Thalía con banda: Grandes éxitos entered the Billboard 200 at number 167, and peaked at number two in both Billboards Top Latin Albums and Regional Mexican Albums. The album was certified "Disco De Platino" by the Recording Industry Association of America for shipment of 100,000 copies to the United States. According to Leila Cobo from Billboard, Thalía received multiple certifications for the album's sales in the United States and Latin America. "Amor a la Mexicana (version banda)" stayed four weeks at number one in Thalía's home country, according to her record label.

In Europe, Thalía con banda: Grandes éxitos debuted at number 24 on the Hungarian Charts, and stayed three weeks at number one in Greece.

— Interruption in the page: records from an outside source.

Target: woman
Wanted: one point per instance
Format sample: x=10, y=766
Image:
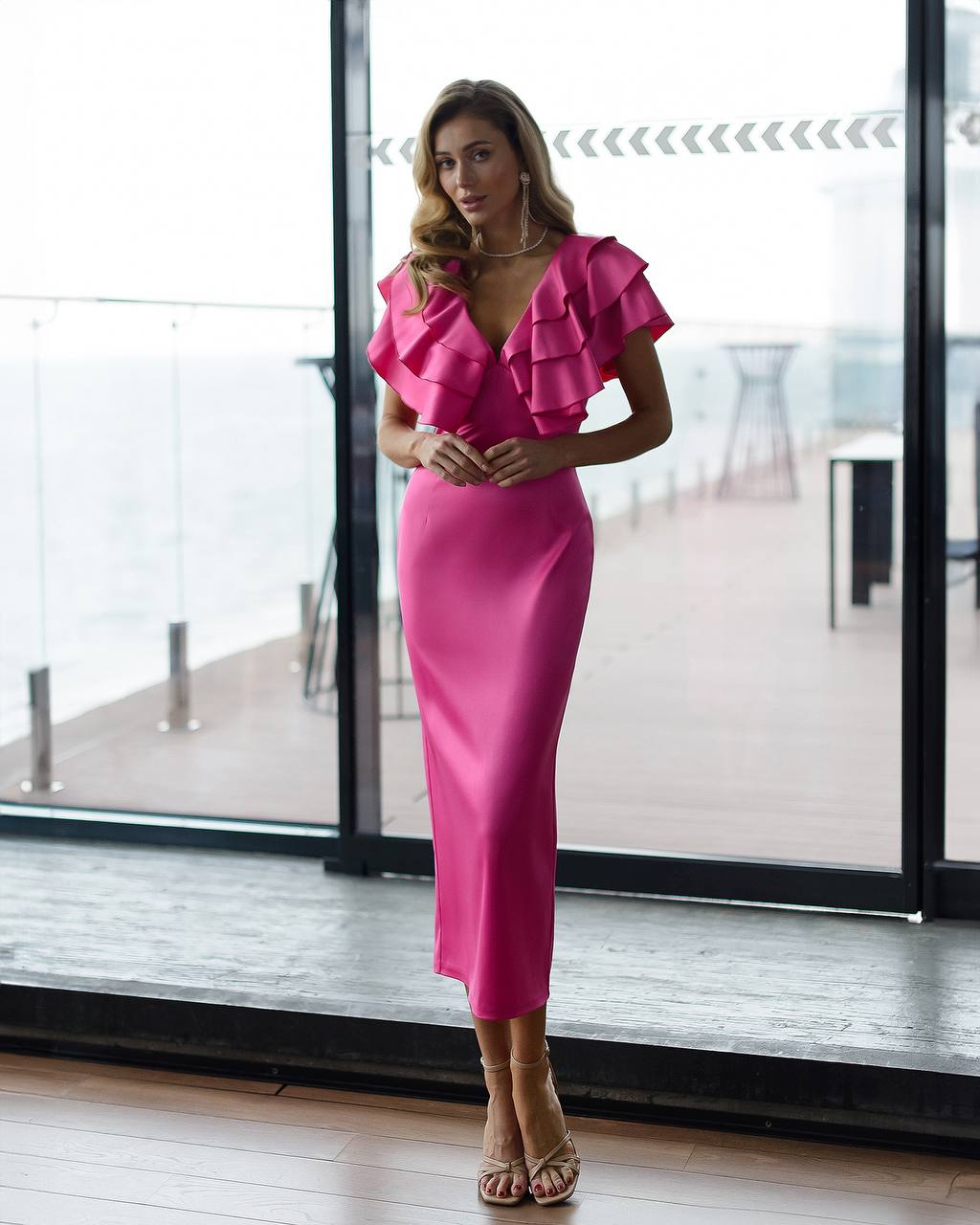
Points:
x=500, y=323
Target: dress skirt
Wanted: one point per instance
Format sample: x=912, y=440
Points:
x=494, y=585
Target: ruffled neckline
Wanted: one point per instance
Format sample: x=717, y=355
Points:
x=499, y=359
x=560, y=353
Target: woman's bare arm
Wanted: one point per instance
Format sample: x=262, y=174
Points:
x=449, y=456
x=396, y=432
x=648, y=425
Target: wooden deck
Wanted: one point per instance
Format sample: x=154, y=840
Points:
x=87, y=1143
x=713, y=711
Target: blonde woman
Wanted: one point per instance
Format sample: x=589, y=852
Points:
x=500, y=323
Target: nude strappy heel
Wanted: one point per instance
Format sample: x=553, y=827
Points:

It became the first Regional Mexican-style album to be certified in Spain, and entered in markets such as Czech Republic, Portugal, Russia, Canada, Israel, and Bulgaria.

== Track listing ==

| No. | Title | Writer(s) | Length |
|---|---|---|---|
| 1. | "Amor a la Mexicana" | Mario Pupparo | 3:58 |
| 2. | "Piel Morena" | Kike Santander | 4:37 |
| 3. | "Rosalinda" | K. Santander | 3:53 |
| 4. | "Quiero Hacerte el Amor" | Daniel Garcia, Mario Schajris | 3:47 |
| 5. | "Arrasando" | Thalia Sodi, Emilio Estefan Jr., Lawrence P. Dermer, Robin Dermer | 3:58 |
| 6. | "Cuco Peña" | T. Sodi | 3:49 |
| 7. | "Por Amor" | K. Santander | 3:54 |
| 8. | "Entre el mar y una estrella" | Marco Flores | 3:29 |
| 9. | "María la del Barrio" | Viviana Pímstein, Paco Navarrete | 3:55 |
| 10. | "Noches Sin Luna" | Jose Miguel Velasquez, K. Santander | 3:48 |
| 11. | "La revancha" | T. Sodi | 4:01 |
| 12. | "Gracias a Dios" | Juan Gabriel | 3:45 |
| 13. | "Amor a la Mexicana" (Emilio Mix) | M. Pupparo | 4:01 |
| 14. | "Piel Morena" (Emilio Mix) | K. Santander | 4:40 |

==Charts==

===Weekly charts===

| Country | Peak position |
|---|---|
| Greece International Albums (IFPI Greece) | 1 |
| Hungarian Albums (MAHASZ) | 17 |
| Spain Albums Chart (Promusicae) | 7 |
| US Billboard 200 | 167 |
| US Top Latin Albums (Billboard) | 2 |
| US Regional Mexican Albums (Billboard) | 2 |
| US Heatseekers Albums (Billboard) | 7 |

===Year-end charts===

| Chart (2001) | Peak position |
|---|---|
| Hungarian Albums Chart | 143 |
| US Top Latin Albums (Billboard) | 51 |
| US Regional Mexican Albums (Billboard) | 18 |

==Certifications and sales==

| Region | Certification | Certified units/sales |
| Spain (Promusicae) | Gold | 80,000 |
| United States (RIAA) | Platinum (Latin) | 100,000^{^} |
^{^} Shipments figures based on certification alone.